Мне захотелось ответить ей доверием на доверие, показать, что я принимаю ее дружбу, но» в моей ровной, многотрудной жизни последних лет не было ничего, чем бы я мог с нею поделиться. Вместо этого я стал рассказывать о том, как жил в Джунглях, о забавных типах, которые мне встречались, и о местах, которые я посетил, но в этой новой атмосфере старой дружбы рассказ мой прозвучал неуместно, быстро иссяк и оборвался.
– Я очень хочу увидеть картины, – сказала она.
– Селия предложила, чтобы я распаковал несколько и развесил по стенам каюты к приходу гостей. Я не мог.
– Ну да… а Селия по-прежнему очаровательна? Я всегда считала ее самой хорошенькой из всех наших сверстниц.
– Она не изменилась.
– Зато вы изменились, Чарльз. Такой тощий и хмурый; совсем не похож на того милого мальчика, которого Себастьян привез с собой когда-то в Брайдсхед. И как-то тверже стали.
– А вы мягче.
– Да, наверно… И я теперь стала терпеливее.
Ей не было еще и тридцати, она только приближалась к зениту своей прелести, с лихвой исполнив все, что обещала когда-то ее расцветающая красота. Модная тонконогость отошла в прошлое; голова, которую я привык относить к итальянскому Кватроченто, казавшаяся раньше словно чужой на ее угловатых плечах, стала теперь органичной частью ее облика, утратив свое флорентийское своеобразие и связь с живописью и искусством, так что бесполезно было бы пытаться расчленить и перечислить по пунктам особенности ее красоты, которая была ее сущностью и поддавалась познанию только в ней самой, с ее согласия, через любовь, которую я должен был вскоре к ней ощутить.
Время произвело в ней и еще одну перемену – не для нее была теперь самодовольная, лукавая улыбка Джоконды, годы, несшие не только «звон лютни и кифары», придали ее чертам выражение грусти. Она словно говорила: «Взгляните на меня. Я сделала что могла. Я красива необыкновенной, особенной красотой. Я создана для восторгов. Но что причитается мне самой? Что будет моей наградой?»
Этого в ней не было десять лет назад, и это, в сущности, и было ее наградой – магическая, неизбывная грусть, говорящая прямо сердцу и рождающая в нем немоту, венец ее красоты.
– И грустнее, – сказал я.
– О да, гораздо грустнее.
Когда спустя два часа я вернулся в каюту, моя жена была охвачена кипучей деятельностью.
– Пришлось обо всем позаботиться самой.
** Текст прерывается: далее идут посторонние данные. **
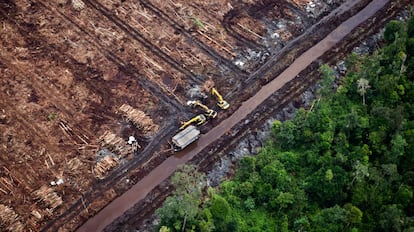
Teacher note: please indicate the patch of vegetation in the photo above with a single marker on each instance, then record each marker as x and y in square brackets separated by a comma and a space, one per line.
[347, 165]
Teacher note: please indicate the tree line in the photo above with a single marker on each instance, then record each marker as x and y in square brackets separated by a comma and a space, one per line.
[345, 164]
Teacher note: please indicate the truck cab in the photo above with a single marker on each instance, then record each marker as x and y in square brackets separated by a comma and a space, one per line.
[185, 137]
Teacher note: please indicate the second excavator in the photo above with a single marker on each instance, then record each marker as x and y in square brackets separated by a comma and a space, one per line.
[208, 112]
[220, 101]
[199, 119]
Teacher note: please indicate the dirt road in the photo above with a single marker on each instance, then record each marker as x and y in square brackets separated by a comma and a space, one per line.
[163, 171]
Как, по-твоему, неплохо?
Нам дали, без приплаты, большой номер-люкс, который из-за его грандиозных размеров почти никогда никто не брал, кроме директоров пароходной компании, так что помощник капитана каждый рейс мог селить там кого-нибудь по своему усмотрению, кого желал особо почтить. (Моя жена обладала специальным талантом завоевывать такие почести: сначала ошеломляла бедные души своим шиком и моей известностью, а потом, утвердившись на недосягаемой высоте, сразу же переходила на почти заискивающее дружелюбие.) В знак благодарности помощник капитана был включен в число приглашенных, а он в знак благодарности со своей стороны прислал ей ледяного лебедя в натуральную величину, изнутри заполненного черной икрой. Этот роскошный хладный дар возвышался теперь на столе посреди комнаты и медленно таял, роняя с клюва каплю за каплей на серебряное блюдо. Поднесенные ей утром букеты по возможности скрывали стенные панели (ибо эта каюта была точь-в-точь недавно покинутый мною безобразный салон в миниатюре).